As people age, they are at increased for neurological diseases such as Parkinson’s and Alzheimer’s. One of the key characteristics that these diseases share is the lack of a cure. Current research, however, has made significant progress in solving the mysteries of these two diseases. Studying the two treatment methods and the research involved provides an interesting look into differences comparing the development of invasive and non-invasive procedures.

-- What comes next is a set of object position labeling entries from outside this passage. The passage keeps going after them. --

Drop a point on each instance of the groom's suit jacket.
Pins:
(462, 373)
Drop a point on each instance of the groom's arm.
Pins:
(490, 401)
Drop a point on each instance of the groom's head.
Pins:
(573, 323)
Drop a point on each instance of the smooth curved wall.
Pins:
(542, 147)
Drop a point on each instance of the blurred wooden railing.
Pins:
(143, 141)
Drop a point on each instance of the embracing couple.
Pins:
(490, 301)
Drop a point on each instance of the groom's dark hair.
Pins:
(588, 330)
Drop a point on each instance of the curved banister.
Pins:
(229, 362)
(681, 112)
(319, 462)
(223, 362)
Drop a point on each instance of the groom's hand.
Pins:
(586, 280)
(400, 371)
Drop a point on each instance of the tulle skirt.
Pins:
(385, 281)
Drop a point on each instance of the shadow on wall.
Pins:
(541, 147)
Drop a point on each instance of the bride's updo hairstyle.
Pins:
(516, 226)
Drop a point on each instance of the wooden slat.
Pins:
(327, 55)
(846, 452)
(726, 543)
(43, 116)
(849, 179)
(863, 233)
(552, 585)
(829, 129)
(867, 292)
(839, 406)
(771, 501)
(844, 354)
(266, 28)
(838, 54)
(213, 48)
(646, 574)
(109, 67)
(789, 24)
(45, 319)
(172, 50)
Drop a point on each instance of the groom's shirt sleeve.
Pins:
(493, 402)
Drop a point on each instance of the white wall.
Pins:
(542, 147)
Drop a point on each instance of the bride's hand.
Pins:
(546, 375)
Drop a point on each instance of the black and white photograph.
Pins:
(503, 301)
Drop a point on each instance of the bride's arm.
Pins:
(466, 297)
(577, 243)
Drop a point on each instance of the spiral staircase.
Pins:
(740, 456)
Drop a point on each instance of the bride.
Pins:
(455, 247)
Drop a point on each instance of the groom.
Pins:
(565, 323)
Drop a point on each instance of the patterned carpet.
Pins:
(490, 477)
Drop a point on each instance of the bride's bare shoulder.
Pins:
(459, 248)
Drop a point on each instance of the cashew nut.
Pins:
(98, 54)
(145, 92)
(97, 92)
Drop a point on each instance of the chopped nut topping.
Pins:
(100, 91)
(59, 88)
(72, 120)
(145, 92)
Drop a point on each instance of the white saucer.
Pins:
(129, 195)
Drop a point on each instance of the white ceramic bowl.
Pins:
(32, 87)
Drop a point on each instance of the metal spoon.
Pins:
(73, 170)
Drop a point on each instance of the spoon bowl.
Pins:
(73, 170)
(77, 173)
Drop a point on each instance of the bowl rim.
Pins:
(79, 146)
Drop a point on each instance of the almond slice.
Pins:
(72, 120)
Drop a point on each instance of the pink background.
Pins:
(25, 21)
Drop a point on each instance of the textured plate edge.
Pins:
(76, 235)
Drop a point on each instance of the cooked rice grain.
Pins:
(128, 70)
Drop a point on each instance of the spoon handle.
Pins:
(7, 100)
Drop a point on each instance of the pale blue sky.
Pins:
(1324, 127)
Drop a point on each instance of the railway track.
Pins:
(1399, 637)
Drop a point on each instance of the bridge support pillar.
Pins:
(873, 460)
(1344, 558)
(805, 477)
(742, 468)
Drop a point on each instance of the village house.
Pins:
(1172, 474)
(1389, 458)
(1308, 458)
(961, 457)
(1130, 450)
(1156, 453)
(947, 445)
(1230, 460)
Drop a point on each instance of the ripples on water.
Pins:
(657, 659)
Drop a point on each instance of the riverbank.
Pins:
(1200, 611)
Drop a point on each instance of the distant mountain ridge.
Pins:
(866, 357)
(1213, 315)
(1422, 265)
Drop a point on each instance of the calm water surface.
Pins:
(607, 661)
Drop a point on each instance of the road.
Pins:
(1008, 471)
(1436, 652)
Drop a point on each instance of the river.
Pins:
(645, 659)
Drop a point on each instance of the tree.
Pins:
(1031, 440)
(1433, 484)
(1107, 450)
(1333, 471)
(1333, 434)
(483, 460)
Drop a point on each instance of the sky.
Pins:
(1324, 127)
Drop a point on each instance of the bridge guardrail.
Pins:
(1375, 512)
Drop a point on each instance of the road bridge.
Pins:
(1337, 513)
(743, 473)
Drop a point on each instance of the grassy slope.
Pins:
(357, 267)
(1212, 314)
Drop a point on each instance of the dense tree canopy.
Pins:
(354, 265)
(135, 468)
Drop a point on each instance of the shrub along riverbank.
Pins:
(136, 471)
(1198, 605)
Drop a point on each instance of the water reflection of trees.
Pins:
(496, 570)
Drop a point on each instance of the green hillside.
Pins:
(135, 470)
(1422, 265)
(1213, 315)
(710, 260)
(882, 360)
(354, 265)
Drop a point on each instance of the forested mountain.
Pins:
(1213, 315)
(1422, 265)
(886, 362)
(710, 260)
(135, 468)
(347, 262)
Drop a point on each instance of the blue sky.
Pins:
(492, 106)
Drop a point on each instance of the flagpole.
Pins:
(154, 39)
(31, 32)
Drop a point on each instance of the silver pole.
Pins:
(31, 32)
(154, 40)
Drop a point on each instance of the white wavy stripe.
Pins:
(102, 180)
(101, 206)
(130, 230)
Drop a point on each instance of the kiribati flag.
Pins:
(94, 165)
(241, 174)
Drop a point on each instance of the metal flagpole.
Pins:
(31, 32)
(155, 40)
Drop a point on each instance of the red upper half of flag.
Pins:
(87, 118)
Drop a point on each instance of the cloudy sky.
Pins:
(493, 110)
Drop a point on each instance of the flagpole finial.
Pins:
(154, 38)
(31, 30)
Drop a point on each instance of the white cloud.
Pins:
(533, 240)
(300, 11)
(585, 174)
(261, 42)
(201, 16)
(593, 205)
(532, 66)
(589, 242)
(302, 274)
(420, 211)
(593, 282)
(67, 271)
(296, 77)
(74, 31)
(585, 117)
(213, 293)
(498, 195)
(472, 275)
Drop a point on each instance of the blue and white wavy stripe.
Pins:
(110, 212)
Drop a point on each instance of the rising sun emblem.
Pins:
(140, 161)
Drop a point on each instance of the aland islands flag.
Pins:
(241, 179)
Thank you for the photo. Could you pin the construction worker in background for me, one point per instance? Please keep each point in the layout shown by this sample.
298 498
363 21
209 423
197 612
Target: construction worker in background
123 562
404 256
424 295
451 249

Alzheimer’s is characterized by the buildup of protein tangles and plaques that destroy the vasculature of the brain. Without a proper blood supply, brain cells begin to die off, thus causing the characteristic memory loss. Additional symptoms are extremely widespread but can include dementia, disorientation, and mood swings. The specific effects depend on which brain cells are dying. The proposed treatment, which has proven to be effective in mice, would use ultrasound to break apart the amyloid plaques. This approach is non-invasive and did not cause any damage to the surrounding brain tissues. The greater volume of brain tissue in humans may complicate the translation of this treatment into actual Alzheimer’s patients; its effectiveness may depend on how deep the plaques are forming in the brain. Regardless, it is an exciting and innovative approach to treating Alzheimer’s. Non-invasive procedures that display little to no side effects in animal models are excellent candidates for trials on people.
One of the proposed treatments for Parkinson’s that I find most compelling will be difficult to implement as a widespread and accessible treatment option. Parkinson’s is caused by the degeneration of the substantia nigra cells in the midbrain. These cells are responsible for generating dopamine, a key neurotransmitter in movement. A current option for temporarily relieving symptoms and giving the patient more time is to give the patient more dopamine to overcome the deficiency. Although this approach stalls the disease, it can have side effects due to excess dopamine, and it ultimately does not provide a cure. One possible approach to curing Parkinson’s is the use of stem cells to generate more dopamine-generating cells in the brain. Stem cell researchers are able to create stem cells from existing cells rather than relying on embryonic stem cells, but the public tends to continue to generate controversy and resistance despite this fact. Another obstacle is how invasive the proposed procedure would be. There would be many risks involved in the placement of the stem cell derived cells, complicating human trials. Still, a stem cell approach appears to be a logical solution to Parkinson’s since it focuses on one cell type and does not necessarily require precise neurological connections to be effective. The cells simply generate dopamine, and if we can replace them, we could potentially create a more permanent treatment for Parkinson’s.
Although the treatments for both Parkinson’s and Alzheimer’s have potential, the Alzheimer’s treatment will likely be seen first due to its non-invasive nature and apparent low risk approach. Hopefully we will be able to see both treatments, if not more reliable treatments, in the near future. They would vastly improve quality of life in an expanding population of elderly patients.